Grant number: 15/19768-1
Support type:Scholarships in Brazil - Doctorate
Effective date (Start): March 01, 2017
Effective date (End): February 29, 2020
Field of knowledge:Health Sciences - Medicine
Principal Investigator:Iscia Teresinha Lopes Cendes
Grantee:Vanessa Simão de Almeida
Home Institution: Faculdade de Ciências Médicas (FCM). Universidade Estadual de Campinas (UNICAMP). Campinas , SP, Brazil
Associated research grant:13/07559-3 - BRAINN - The Brazilian Institute of Neuroscience and Neurotechnology, AP.CEPID

Abstract

Epilepsies are one of the most frequent neurological diseases, affecting 1.5 -2% of the worldwide population. Malformations of cortical development (MCD), including Focal Cortical Dysplasia (FCD), can cause epilepsy and are often associated with the occurrence of refractory seizures. FCD is characterized by alterations in cytoarchitecture also observed in other MDCs, such as in Tuberous Sclerosis (ET) and Hemimegaencefalia (HME). Recently, an association among mosaic mutations, ET and HME has been reported. The identification of mosaic mutations can contribute to the understanding of complex diseases, however this class of variants is not usually detected by Sanger sequencing. Thus, the possibility of identify somatic mutations by the next generation sequencing techniques (NGS) represents a new approach in the study of neurological diseases. Therefore, the main objective of this project is to investigate whether mosaic mutations are associated with FCD. We are going to use a Deep Sequencing strategy.
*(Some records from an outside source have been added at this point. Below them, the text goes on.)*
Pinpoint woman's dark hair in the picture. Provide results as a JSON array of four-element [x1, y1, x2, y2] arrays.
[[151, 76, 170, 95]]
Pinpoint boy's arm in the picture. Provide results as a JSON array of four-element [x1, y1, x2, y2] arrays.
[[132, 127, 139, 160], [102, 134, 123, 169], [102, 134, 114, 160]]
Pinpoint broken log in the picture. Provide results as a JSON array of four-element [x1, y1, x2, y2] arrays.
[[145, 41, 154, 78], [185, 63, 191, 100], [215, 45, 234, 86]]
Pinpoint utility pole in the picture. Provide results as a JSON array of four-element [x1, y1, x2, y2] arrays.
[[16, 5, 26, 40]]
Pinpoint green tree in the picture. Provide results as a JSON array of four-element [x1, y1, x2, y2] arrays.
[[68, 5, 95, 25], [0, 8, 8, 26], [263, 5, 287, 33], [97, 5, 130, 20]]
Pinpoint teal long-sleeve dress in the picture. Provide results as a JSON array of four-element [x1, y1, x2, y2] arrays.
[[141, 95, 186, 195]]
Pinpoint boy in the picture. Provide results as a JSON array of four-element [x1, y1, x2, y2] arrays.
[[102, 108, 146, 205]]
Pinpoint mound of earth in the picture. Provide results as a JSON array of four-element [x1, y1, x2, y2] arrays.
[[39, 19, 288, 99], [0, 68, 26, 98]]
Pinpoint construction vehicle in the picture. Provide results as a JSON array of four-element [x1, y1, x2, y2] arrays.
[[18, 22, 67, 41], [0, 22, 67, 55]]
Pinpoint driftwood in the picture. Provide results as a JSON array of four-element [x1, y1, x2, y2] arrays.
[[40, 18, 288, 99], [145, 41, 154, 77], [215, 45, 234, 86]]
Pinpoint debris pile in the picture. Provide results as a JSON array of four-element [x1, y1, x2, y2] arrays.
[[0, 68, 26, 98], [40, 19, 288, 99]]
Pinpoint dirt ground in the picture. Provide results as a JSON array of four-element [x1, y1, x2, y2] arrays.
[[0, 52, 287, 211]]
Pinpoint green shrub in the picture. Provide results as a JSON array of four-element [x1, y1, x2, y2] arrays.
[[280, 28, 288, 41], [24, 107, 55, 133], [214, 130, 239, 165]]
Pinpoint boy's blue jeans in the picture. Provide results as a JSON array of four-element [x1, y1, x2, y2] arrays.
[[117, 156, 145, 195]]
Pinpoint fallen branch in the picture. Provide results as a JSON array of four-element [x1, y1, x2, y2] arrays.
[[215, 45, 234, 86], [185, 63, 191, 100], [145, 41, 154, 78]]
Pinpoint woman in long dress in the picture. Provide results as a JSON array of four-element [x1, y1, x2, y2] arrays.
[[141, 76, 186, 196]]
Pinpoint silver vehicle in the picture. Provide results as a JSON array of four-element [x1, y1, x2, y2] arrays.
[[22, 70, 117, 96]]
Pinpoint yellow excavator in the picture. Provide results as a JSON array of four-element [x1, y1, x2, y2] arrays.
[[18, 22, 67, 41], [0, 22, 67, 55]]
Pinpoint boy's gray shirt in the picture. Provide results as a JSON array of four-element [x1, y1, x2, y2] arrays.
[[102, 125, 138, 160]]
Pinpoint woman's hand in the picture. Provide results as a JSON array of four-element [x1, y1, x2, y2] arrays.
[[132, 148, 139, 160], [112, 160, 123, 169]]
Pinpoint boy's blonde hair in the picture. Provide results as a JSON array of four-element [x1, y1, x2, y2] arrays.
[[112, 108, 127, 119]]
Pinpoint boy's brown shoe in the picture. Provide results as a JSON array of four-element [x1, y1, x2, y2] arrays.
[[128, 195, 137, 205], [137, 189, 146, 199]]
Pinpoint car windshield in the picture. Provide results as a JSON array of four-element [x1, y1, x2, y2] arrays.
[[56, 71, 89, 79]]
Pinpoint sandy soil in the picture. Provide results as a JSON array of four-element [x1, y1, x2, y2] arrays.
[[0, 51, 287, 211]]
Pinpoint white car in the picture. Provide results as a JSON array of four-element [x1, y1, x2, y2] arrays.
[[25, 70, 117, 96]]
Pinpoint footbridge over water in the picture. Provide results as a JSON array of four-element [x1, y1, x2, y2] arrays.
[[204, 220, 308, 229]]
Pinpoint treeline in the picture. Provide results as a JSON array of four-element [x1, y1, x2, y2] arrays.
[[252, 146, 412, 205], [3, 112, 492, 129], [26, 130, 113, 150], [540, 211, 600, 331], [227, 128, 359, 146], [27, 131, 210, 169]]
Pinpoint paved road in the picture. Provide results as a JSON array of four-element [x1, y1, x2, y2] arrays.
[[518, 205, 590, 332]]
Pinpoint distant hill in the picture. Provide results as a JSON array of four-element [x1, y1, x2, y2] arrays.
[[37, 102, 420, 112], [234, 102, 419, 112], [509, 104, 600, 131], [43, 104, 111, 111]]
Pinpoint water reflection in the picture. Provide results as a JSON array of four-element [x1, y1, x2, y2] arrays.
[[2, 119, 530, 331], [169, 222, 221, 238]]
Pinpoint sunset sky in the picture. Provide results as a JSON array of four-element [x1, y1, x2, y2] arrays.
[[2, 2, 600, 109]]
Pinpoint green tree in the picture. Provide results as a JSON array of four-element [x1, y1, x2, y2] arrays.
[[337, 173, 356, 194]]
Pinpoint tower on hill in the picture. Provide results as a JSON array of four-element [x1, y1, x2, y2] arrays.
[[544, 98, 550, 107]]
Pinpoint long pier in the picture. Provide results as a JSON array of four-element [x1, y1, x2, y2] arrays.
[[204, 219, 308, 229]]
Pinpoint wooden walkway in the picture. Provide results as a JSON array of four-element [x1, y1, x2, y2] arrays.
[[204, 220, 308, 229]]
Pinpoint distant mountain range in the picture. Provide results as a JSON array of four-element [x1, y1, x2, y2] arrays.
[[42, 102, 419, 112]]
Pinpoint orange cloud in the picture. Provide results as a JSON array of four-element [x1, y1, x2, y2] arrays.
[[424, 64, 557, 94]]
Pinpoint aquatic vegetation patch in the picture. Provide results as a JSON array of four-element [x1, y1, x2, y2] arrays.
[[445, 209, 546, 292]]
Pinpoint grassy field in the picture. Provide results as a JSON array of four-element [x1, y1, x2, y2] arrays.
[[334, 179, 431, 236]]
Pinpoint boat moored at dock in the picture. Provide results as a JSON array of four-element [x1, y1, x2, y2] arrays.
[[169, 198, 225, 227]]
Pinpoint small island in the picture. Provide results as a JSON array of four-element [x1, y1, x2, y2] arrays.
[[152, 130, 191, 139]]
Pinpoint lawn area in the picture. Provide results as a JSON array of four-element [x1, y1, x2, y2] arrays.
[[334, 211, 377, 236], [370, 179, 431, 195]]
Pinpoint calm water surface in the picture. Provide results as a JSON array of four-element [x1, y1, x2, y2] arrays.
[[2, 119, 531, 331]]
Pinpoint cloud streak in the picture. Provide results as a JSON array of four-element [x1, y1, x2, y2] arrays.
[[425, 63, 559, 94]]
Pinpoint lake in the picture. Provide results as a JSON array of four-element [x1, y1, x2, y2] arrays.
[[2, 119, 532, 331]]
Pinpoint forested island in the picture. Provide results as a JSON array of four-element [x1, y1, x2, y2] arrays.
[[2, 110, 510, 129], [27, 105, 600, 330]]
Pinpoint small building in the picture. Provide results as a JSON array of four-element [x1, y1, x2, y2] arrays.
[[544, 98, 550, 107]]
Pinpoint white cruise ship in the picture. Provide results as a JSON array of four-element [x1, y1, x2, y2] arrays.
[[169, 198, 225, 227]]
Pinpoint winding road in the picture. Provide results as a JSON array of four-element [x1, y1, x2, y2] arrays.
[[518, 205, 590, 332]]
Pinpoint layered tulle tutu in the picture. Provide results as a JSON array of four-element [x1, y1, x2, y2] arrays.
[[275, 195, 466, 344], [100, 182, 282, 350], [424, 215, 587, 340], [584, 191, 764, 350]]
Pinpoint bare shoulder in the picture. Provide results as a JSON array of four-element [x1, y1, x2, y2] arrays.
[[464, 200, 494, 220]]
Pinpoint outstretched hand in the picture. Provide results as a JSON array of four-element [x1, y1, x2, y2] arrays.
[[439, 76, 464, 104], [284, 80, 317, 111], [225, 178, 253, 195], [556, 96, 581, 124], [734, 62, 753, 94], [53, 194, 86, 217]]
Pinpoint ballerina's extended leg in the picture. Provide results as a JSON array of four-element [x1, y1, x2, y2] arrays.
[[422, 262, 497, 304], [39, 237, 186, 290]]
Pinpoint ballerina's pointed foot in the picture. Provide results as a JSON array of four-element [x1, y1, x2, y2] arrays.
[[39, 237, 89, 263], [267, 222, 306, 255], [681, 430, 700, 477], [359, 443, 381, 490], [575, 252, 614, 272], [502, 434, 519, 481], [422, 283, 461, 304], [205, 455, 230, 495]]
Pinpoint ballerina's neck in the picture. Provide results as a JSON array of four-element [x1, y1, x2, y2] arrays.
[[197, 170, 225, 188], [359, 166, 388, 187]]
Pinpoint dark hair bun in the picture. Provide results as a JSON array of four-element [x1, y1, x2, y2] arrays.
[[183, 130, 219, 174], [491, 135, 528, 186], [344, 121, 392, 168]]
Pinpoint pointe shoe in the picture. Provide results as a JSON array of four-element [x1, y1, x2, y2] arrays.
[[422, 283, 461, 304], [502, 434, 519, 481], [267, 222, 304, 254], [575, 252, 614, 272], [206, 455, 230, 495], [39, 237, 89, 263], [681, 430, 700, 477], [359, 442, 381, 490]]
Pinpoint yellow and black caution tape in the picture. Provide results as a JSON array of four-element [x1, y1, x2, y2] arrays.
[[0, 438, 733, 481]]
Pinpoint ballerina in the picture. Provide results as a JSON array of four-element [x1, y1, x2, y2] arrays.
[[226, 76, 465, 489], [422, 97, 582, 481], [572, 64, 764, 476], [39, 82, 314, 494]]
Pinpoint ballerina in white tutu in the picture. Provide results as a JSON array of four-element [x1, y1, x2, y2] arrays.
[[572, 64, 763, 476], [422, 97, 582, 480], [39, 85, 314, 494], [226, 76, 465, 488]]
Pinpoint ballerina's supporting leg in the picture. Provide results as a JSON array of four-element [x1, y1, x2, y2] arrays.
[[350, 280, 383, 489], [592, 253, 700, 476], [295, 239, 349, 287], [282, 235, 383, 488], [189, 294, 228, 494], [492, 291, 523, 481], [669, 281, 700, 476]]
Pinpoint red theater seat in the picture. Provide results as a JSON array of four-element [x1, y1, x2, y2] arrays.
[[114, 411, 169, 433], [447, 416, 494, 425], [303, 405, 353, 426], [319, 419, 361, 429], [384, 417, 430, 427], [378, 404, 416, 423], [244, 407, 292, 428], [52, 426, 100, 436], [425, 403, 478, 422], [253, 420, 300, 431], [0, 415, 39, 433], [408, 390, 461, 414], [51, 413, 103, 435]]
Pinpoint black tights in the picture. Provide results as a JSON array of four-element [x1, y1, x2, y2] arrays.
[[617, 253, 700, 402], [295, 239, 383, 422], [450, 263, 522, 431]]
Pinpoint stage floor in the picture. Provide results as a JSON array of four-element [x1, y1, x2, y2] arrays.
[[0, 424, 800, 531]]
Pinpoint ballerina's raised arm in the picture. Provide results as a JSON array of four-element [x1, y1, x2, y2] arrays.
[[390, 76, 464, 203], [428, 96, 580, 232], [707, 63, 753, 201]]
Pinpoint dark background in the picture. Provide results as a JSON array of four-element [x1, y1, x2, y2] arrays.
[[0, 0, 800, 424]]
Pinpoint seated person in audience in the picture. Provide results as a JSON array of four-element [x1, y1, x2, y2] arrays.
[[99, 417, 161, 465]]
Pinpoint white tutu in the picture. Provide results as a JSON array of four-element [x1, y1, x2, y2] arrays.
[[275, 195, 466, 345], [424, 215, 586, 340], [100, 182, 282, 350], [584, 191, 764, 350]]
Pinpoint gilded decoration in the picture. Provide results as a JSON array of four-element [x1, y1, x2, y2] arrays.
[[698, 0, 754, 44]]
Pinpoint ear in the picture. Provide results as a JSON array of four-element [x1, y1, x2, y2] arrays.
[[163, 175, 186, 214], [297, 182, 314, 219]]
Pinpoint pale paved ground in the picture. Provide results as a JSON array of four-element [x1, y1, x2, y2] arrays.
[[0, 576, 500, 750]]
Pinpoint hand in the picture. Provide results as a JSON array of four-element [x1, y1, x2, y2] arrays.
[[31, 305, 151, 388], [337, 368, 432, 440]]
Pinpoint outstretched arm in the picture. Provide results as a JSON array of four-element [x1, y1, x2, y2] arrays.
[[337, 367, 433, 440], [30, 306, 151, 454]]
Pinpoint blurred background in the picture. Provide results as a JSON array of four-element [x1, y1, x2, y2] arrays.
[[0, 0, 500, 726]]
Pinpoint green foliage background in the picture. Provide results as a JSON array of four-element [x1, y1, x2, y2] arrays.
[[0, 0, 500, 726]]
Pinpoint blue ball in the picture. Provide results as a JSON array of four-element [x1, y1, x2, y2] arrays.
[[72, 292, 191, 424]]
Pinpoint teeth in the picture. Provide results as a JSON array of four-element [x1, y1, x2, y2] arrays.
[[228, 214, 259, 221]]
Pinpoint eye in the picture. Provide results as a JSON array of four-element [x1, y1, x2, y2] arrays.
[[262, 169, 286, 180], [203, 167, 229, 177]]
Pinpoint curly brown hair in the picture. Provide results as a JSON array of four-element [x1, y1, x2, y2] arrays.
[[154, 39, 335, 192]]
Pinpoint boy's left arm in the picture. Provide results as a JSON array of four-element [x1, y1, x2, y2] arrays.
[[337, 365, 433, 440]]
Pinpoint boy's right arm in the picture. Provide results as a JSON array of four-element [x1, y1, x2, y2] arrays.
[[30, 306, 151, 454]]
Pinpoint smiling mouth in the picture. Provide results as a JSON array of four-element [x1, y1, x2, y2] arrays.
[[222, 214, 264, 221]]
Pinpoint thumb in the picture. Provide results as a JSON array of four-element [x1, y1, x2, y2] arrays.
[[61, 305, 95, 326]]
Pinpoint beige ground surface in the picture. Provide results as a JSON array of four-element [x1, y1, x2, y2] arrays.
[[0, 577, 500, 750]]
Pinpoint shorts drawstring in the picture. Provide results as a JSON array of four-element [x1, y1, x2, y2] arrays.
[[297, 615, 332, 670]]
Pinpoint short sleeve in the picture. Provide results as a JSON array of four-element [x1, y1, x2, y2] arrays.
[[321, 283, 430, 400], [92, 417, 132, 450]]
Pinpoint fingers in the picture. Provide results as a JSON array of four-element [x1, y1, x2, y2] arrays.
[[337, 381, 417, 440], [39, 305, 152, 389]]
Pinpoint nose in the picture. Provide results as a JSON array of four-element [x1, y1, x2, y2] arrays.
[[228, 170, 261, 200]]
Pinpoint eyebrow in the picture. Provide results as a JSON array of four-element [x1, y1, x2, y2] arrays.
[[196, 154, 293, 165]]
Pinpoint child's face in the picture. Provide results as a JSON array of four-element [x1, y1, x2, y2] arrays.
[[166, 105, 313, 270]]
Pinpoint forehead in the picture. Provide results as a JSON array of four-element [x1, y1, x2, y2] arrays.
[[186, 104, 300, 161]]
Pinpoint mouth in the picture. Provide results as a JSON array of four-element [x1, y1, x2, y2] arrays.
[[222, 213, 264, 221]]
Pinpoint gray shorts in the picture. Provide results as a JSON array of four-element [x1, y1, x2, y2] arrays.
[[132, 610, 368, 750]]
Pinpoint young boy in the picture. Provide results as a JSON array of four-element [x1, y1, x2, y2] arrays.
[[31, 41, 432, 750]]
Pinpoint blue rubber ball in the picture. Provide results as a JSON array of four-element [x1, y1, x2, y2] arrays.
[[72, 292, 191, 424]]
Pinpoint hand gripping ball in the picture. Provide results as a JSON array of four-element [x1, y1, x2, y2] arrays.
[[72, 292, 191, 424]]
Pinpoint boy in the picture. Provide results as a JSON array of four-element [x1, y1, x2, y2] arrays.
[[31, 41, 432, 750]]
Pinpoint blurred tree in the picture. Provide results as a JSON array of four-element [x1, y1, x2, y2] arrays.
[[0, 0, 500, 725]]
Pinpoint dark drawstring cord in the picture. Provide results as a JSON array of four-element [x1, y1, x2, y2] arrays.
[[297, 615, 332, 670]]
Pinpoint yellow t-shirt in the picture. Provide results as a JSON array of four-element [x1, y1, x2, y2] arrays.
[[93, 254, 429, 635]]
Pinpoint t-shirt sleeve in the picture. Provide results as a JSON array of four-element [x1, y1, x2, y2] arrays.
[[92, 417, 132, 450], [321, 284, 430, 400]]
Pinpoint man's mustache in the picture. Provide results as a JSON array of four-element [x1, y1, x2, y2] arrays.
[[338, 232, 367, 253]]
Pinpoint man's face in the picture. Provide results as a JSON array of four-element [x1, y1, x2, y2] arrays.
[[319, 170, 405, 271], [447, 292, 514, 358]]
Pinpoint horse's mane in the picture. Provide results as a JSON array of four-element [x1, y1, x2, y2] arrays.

Genomic DNA from brain tissue resected by surgery and peripheral blood of patients with FCD will be sequenced to assess whether mosaicism is restricted to the central nervous system. We will perform capture and enrichment with Nextera® Expanded Kit (Illumina®), and samples will be sequenced in a Hiseq2500 (Illumina®). In addition, Copy Number Variations (CNVs) will be investigated using CytoScanHD (Affymetrix). We hope that this project will contribute to a better understanding of the genetic etiology of DCFs as well as to identify molecular mechanisms involved in the developing of cerebral cortex.